On June 2, 2014, the Washington State Court of Appeals issued a published opinion regarding what constitutes a “suit” in the context of environmental liability claims under the Model Toxics Control Act (MTCA). The court held there must be “an explicit or implicit threat” from a government agency of “immediate and severe consequences by reason of the contamination” in order to trigger the duty to defend, and that no such threat was present. Gull Industries, Inc. v. State Farm Fire & Cas. Co., et al., No. 69569-0-I. The opinion is significant in light of existing Washington law that states an insurer may be required to indemnify an owner or operator of contaminated property even if no agency has taken or overtly threatened formal legal action. See, e.g., Weyerhaeuser Co. v. Aetna Cas. & Sur. Co., 123 Wn.2d 891, 896-97, 874 P.2d 142 (1994).
The Gull appellate decision stems from litigation initiated by Gull Industries, Inc. (Gull) against multiple commercial liability insurers, in which Gull seeks declarations of coverage as to over 200 gas stations it owned, operated or leased. Two of the insurer defendants, Transamerica Insurance Group (TIG) and State Farm Fire and Casualty Company (State Farm), moved for summary judgment on the issue of whether their duty to defend was triggered at a station located in Sedro-Woolley, Wash.1
The TIG and State Farm policies contained similar language regarding the duty to defend; namely, that the insurer “shall have the right and duty to defend any suit against the insured seeking damages” for covered damages, “even if any of the allegations of the suit are groundless, false or fraudulent.” The policies did not define suit. The trial court granted the insurers’ motions and certified the ruling for immediate appeal.
On appeal, the court recognized that the “MTCA compels a potentially liable person (PLP) to address environmental contamination through strict joint and several liability provisions regardless of fault or intent” and that, under Weyerhaeuser v. Aetna, supra, an insurer might have to indemnify its insured for cleanup costs even if the insured has not been threatened with formal legal action. The court also noted, however, that inWeyerhaeuser, “the Supreme Court concluded that nothing in the language of the insurance policy required a ‘claim’ or an overt threat of action before the insured became legally obligated to comply with the mandatory provisions of the environmental statute.” In contrast to the language governing State Farm and TIG’s duty to defend, the policies at issue in Weyerhaeuser provided indemnification for all sums that the insured was obligated to pay by reason of the liability imposed by law for damages to property — they did not require a suit in order for coverage to attach.

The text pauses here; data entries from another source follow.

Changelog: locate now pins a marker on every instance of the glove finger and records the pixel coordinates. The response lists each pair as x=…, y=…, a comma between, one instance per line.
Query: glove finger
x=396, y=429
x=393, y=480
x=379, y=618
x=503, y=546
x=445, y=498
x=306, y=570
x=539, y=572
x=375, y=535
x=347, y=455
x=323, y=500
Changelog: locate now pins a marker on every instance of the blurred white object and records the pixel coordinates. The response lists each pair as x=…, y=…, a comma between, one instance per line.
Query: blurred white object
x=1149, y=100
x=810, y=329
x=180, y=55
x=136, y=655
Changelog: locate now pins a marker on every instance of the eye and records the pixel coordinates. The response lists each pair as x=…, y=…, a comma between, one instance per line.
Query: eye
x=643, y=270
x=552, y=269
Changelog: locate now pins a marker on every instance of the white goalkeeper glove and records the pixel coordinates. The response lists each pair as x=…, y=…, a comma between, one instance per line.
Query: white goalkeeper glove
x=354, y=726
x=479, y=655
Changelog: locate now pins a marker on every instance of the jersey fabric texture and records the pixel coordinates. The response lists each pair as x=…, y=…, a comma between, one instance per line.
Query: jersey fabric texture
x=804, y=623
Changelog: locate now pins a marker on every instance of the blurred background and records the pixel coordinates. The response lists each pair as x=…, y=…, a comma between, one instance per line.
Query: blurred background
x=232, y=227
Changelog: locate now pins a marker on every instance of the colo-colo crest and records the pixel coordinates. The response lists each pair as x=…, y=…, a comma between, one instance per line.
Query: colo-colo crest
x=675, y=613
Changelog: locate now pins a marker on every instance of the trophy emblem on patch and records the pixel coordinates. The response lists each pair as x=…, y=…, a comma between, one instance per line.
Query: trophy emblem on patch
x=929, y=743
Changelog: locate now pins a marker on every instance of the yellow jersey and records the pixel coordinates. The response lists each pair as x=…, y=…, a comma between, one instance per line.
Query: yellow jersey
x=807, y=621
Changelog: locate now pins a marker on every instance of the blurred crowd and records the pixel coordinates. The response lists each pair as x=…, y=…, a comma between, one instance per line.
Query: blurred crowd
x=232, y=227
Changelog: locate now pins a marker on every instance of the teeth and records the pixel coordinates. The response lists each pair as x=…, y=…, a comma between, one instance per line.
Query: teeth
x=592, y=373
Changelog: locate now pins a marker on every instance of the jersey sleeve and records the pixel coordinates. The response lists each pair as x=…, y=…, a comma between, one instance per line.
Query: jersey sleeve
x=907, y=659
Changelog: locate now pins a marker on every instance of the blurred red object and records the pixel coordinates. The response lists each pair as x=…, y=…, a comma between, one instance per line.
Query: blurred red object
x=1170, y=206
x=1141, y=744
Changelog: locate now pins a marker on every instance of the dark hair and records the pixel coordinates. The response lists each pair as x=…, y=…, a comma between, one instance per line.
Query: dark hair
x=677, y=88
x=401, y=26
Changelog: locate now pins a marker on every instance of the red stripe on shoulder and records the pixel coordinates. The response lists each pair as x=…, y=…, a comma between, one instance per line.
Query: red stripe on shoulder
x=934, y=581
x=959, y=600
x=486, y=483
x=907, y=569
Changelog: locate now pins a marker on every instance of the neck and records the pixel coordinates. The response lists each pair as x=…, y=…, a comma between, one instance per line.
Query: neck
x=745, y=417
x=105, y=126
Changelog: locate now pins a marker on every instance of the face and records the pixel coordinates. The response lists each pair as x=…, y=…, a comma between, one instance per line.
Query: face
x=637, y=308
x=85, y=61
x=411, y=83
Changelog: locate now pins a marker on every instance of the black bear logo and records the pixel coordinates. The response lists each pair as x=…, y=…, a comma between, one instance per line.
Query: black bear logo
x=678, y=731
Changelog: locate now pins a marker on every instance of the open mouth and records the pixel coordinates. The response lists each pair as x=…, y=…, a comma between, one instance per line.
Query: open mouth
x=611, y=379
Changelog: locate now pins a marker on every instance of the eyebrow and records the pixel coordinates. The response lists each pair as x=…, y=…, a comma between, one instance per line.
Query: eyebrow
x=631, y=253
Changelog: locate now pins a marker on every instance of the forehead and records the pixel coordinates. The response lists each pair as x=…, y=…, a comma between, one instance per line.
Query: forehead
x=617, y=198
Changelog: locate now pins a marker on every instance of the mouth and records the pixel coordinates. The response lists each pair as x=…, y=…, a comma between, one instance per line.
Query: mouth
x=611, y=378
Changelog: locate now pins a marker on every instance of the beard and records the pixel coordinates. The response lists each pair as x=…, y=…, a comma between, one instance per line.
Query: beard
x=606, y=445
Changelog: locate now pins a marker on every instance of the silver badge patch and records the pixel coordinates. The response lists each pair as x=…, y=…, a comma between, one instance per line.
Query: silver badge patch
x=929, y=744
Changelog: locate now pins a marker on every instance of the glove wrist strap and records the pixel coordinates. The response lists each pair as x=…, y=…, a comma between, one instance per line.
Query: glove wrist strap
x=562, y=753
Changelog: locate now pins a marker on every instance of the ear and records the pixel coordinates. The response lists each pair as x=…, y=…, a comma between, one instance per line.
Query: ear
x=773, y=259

With that backdrop in mind, the court examined how other jurisdictions have addressed whether administrative actions that fall short of an actual lawsuit constitute a suit that trigger the insurer’s duty to defend. Nationally, there are three views. Some courts require the filing of a formal complaint, others hold that the issuance of a potentially responsible party (PRP)2 letter is the functional equivalent of a suit, and the final group holds that whether a suit exists depends on the coerciveness of the specific regulatory action taken by the government. Although not directly addressed in the opinion, at oral argument Gull conceded there is no authority that holds the duty to defend is triggered simply by the fact of potential or actual contamination.
The court first concluded that the undefined term "suit" is ambiguous in the environmental liability context, due to strict liability under environmental statutes and because “[i]t makes no difference whether an insured voluntarily cleans up contamination or waits until after government intervention — it is liable either way.” The court nevertheless required “more than an invitation to initiate cleanup.” It adopted the analysis set forth in Ryan v. Royal Ins. Co. of Am., 916 F.2d 731 (1st Cir. 1990), which stated, in part: “Even though environmental liability may be strict, it is only when the government actually purposes to enforce the law against a property owner that the latter will bear the consequences of strict liability.” The Gull court thus held that an agency action that is adversarial or coercive in nature is the functional equivalent of a suit.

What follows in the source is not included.